Letters From Home

Written by Kristina McMorris
Review by Audrey Braver

In the summer of 1944 three roommates, Liz and Julie, who both come from a privileged background, and Betty, raised on the wrong side of the tracks, are facing, analyzing and redefining their futures. Liz is engaged to her childhood sweetheart and Julie’s fiancé is in the navy serving on a battleship. Betty’s situation is different. She has ambitions beyond just marriage. She is an exceptionally beautiful, talented singer who performs at the local USO where, one night, Liz and Betty meet a GI, Morgan McLain.

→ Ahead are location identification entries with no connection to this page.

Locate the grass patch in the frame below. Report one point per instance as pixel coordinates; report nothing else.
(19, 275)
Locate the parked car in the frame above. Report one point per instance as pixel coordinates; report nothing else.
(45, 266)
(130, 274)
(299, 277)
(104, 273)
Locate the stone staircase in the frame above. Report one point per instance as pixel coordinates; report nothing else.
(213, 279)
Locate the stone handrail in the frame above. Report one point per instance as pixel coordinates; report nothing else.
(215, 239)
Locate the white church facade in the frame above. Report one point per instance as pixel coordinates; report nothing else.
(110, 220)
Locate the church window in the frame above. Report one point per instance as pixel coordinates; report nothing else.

Despite her engagement, Liz finds Morgan attractive. However, it is Betty who sends him her photograph and address. When Morgan finally responds to Betty, she barely remembers him and asks Liz to answer his letter for her. Liz’s letters surprise Morgan by their depth and perception. Still thinking he is corresponding with Betty, he begins to fall in love with her, while Liz is falling in love with him and doubting all the plans she has for her future. In the meantime, Julie, a talented wannabe dress designer, turns down an internship at Vogue magazine so she can remain true to her fiancé and their plans of marriage. Betty, seeking the universal approval that a uniform elicits, enlists in the WACs and is sent to the Pacific. When the war ends, the return to peace requires adjustments on everyone’s part.

This is a debut novel for McMorris, who writes of the people and the period with a great deal of insight and compassion. Through the three heroines she captures a cross-section of the myriad experiences and coping mechanisms of the women left behind with their hopes and dreams and fears.